Unmanned aerial vehicles are fair game for U.S. Special Operations Command’s armed overwatch platform competition, Air Force Special Operations Command boss Lt. Gen. James C. “Jim” Slife told reporters on Feb. 25. However, he said, the MQ-9 Reaper drone might not be up to the challenge in its current form.
The manned vs. unmanned platform question is one that SOCOM’s upcoming armed overwatch demonstration—the date of which has yet to be determined, but is expected to be in this fiscal year—hopes to answer, Slife said during a media roundtable held during the Air Force Association’s virtual Aerospace Warfare Symposium.
“I’m just looking to get the mission done,” Slife said, noting he doesn’t have a preference.
However, while the MQ-9 Reaper may have an easy time flying in the kinds of environments SOCOM expects to operate its armed overwatch platform in, Slife said the “runway length” it requires and the ground infrastructure its operations demand may make it a dubious choice for the job.
“That doesn’t mean that the MQ-9 couldn’t be made more compatible with the mission,” he said. “It just means we haven’t seen it yet.”
Slife said he couldn’t definitively say which platforms—including the Reaper—would be represented at the upcoming demo. However, he said he anticipates “somewhere between … four to six or seven” proposals to take part.
“It’ll depend on how SOCOM is able to scope out the funding they have to support the vendor demonstrations, but I think it’ll … certainly be more than one or two companies that bring platforms for us to take a look at,” he said.
He said SOCOM has considered unmanned aircraft participation and “looked at everything from existing Air Force platforms—both ISR, close air support platforms to off-the-shelf industry platforms, to non-developmental platforms that industry has been working on [with] their own funding for the last several years.”
“I don’t want to get in front of the headlights of the SOCOM acquisition executive who’s gonna run the demonstration for us, but we have certainly indicated in the past that we would welcome MQ-9 participation in that,” Slife said.
Slife also expects participating platforms to present “a spectrum of capabilities and a spectrum of different ideas” about how SOCOM can carry out its armed overwatch mission.

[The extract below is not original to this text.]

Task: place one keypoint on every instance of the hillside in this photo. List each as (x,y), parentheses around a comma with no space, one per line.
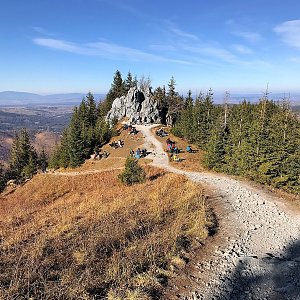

Although the 2021 National Defense Authorization Act blocked SOCOM from buying armed overwatch aircraft this fiscal year, there is still enough funding for demonstrations. SOCOM is still aiming to procure 75 armed overwatch aircraft, Slife added.
“That’s where I think the sweet spot is, both in terms of being able to sustain a training base, to be able to have a sustainable force generation model, and to be able to support the number of ground teams that we anticipate being out in these very small, disaggregated environments where we anticipate the armed overwatch platform operating,” he told reporters.
About a week prior, he told AFA’s Mitchell Institute for Aerospace Studies that SOCOM needs to finish the demonstration before it can decide “what an acquisition program would look like,” including how many platforms it’ll choose and whether it’ll lease or buy them, Air Force Magazine previously reported. The demonstration will help SOCOM assemble its “final requirement document” before it makes its ultimate “procurement decision,” he added.
Editor’s Note: This story was updated on March 5 to correct the date of the vAWS media roundtable.